Jim Dumas, great-great-great-great grandson of Crockett, said he couldn't resist boasting about his forebear when he was a child. ''Half of the time the other kid would shoot back 'Yeah, and I'm Jesse James' half-brother,' so I piped down,'' he said.
Mildred Hope, Crockett's 87-year-old great-great granddaughter, said that when she taught seventh and eighth grade, ''I never failed to tell my history students of the connection right away. It made Tennessee history come to life for them.''
Two hundred descendants of Crockett - who left offspring by two wives - were attending the gathering.

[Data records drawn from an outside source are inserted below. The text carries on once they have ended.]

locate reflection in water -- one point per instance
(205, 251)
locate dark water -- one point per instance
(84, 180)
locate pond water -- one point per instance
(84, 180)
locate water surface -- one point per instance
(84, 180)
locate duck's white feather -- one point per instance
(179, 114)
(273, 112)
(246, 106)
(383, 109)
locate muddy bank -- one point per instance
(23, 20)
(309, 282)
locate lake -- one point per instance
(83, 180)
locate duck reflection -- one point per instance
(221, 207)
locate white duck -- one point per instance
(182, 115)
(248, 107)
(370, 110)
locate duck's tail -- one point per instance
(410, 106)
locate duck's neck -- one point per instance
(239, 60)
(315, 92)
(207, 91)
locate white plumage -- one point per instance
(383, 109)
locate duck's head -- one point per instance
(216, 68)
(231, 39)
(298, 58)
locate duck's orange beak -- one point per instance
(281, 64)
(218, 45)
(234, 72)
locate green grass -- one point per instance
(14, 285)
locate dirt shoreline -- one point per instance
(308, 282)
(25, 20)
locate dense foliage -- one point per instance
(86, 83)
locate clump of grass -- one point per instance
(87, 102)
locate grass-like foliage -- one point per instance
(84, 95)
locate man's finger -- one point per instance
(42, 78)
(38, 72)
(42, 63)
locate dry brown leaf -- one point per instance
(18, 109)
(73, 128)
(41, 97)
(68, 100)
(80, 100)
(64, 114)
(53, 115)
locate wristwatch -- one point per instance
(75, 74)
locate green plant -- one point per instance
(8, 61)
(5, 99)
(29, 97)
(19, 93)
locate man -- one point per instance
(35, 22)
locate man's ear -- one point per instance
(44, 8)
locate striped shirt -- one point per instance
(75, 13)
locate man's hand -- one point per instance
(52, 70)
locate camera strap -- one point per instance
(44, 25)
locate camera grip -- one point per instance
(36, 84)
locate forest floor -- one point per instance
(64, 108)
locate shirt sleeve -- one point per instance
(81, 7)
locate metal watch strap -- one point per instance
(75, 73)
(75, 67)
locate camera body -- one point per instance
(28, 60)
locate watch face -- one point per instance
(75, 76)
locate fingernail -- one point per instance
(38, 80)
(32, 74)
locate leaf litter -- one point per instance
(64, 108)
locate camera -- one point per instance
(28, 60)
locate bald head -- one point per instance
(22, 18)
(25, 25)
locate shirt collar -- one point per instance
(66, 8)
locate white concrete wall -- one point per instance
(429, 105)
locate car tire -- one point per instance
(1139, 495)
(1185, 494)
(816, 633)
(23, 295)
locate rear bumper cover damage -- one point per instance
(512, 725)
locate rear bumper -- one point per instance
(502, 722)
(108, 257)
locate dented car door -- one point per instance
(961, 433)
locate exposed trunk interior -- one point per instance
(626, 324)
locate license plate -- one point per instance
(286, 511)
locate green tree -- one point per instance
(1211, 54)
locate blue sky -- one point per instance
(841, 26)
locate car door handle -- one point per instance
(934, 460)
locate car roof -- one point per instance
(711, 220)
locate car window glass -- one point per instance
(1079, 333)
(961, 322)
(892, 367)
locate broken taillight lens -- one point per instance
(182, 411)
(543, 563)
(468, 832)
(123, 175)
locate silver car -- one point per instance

''History has always depicted him as the last man to die at the Alamo,'' said Dumas, who organized the get-together. ''I wouldn't pretend to know exactly how he died. He could have been the first . .. it really doesn't matter.''
Davy Crockett was born in 1786. He was a scout for Gen. Andrew Jackson and commanded a battalion of mounted riflemen in the Creek campaign of 1813-14.
A noted humorist and author, he served in the Tennessee State Legislature and was a three-term U.S. congressman.
When he was defeated for a fourth term in 1834, Crockett went to Texas where he died two years later as one of the 186 defenders of the Alamo who were fighting for the state's independence from Mexico.
In the 1950s, he became a hero for an entire generation when Fess Parker played the frontiersman on television.